Alice’s response is a striking example of her growing confidence in Wonderland. Instead of accepting the Hatter’s criticism or finding herself intimidated by him, she ripostes with her own “personal remark.” (This is a bit ironic since she is guilty of precisely what she accuses the Hatter of doing.) Consider the difference between the Hatter’s verb “want” and Alice’s “should”: both carry a normative weight, but Alice’s choice is far stronger. She does not simply hope for a consistent ethical framework but actually believes that she knows one. Though she presents herself to be less mad than the others around her—and thus more of an adult figure—the irony of Alice’s statement also slightly undermines her authority. Carroll leaves it open whether we should pay heed to Alice’s rigid rules or to the madness around her: both perhaps have some merit for the reader.

'If you knew Time as well as I do,' said the Hatter, 'you wouldn't talk about wasting IT. It's HIM.'

Related Characters: The Mad Hatter (speaker)
Page Number: 56
Explanation and Analysis:

The conversation here strays into even more existentially murky territory as the Hatter and Hare dispute Alice’s belief in one of the most basic elements of existence: time.

More specifically, the Hatter complicates the notion of time by giving it a gender and personal identity: it is possible for him to “know” Time and to claim that Time’s gender is masculine. When himself challenged by Alice, the Hatter justifies his outlandish claim by recounting how the Queen of Hearts accused him of “murdering time.” If the phrase is taken literally rather than figuratively—as phrases often are in Wonderland—this accusation would imply that for the Hatter, Time had to be a person. As a result it can be murdered, deceived, and warped, such as is the case at the tea party, where the time is always six o’clock.

Like the earlier questions posed on identity, this discussion takes a common term and renders it far more complex than Alice’s previously fixed world view had considered it to be. Again, Carroll archives this end by relying on the deep philosophy inherent in simple adages, demanding that both Alice and the reader to think more critically about just what the concept of time means.

Chapter 8 Quotes

The players all played at once without waiting for turns, quarrelling all the while, and fighting for the hedgehogs; and in a very short time the Queen was in a furious passion, and went stamping about, and shouting 'Off with his head!' or 'Off with her head!' about once in a minute.

Related Characters: The Queen of Hearts
Related Symbols: The Garden
Page Number: 67
Explanation and Analysis:

The Queen of Hearts enters this fury during a game of croquet, in which the flamingos and hedgehogs function as mallets and balls and which Alice is expected to pick up without having been informed of any rules.

Much like the “Caucus-Race” of Chapter 3, the game entirely lacks order—with the merit of the players dependent on changing rules that are ultimately assured only by the autocratic Queen. Yet if the caucus race offered a lighthearted critique of politics with prizes for all, this scene is a cruel counterpoint, in which no player can correctly follow the shifting rules and thus all can easily lose the right to their heads. “Off with her head” is likely an allusion to Shakespeare’s Richard III (a play about a famously murderous king), which Carroll would cite explicitly in a 1889 letter.

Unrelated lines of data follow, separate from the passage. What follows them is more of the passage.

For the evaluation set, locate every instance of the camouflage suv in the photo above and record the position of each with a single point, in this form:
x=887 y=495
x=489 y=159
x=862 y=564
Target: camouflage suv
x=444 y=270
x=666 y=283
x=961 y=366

It is notable that the symbols and roles here should all be indicators of gentility: croquet is a slow game played on stately fields, cards are a similarly calming pastime, and royalty like a Queen and a Duchess ought to be stately in their behaviors. Thus Carroll has taken the stereotypical symbols of good English society, placed them in a romantic, Oxford-esque garden, and yet he has rendered them bloodthirsty and unordered. This furthers the presentation of Wonderland as a place where Alice uncovers the scruples in adult society. Reality is not nearly as ordered as it purports to be, and Alice continues to struggle to orient and reassure herself amidst the madness.

Chapter 9 Quotes

'Tut, tut, child!' said the Duchess. 'Everything's got a moral, if only you can find it.' And she squeezed herself up closer to Alice's side as she spoke.

Related Characters: The Duchess (speaker), Alice
Page Number: 72
Explanation and Analysis:

The Duchess speaks to Alice after being fetched to offer the King and Queen counsel on the state of the Cheshire Cat. As the two walk together, the Duchess grows fond of Alice, but also chastises her and offers gratuitous advice when she does not pay attention.

Carroll here presents the Duchess as a parody of the moralizing adult, a character with which children like Alice would certainly be familiar. Yet by this point in the tale, Alice and the reader have both grown skeptical of the Duchess’ character—as well as with any Wonderland figure who tends to deal in adages and empty platitudes. More often than not, the "morals" presented thus far have been devoid of real meaning, even if they can be extracted from any situation, as the Duchess has implied. That anyone can “find” a “moral” in anything implies, after all, that morals are haphazardly discovered by individuals. They can be uncovered in or forced out from a given situation, but they do not emerge naturally.

Here, Alice continues to grow distant from the empty words of the adult figures in Wonderland. She recognizes that the Duchess is only interested in moralizing, rather than listening to any input from Alice’s end. The Duchess only wants to find her own conclusions instead of actually communicating, and she even physically invades Alice’s space, drawing ever closer like an over-protective mother. Nineteenth-century English children’s literature was known to take a similar sermonizing tone, so Carroll uses this scene to show both character development in Alice and to parody a literary tradition.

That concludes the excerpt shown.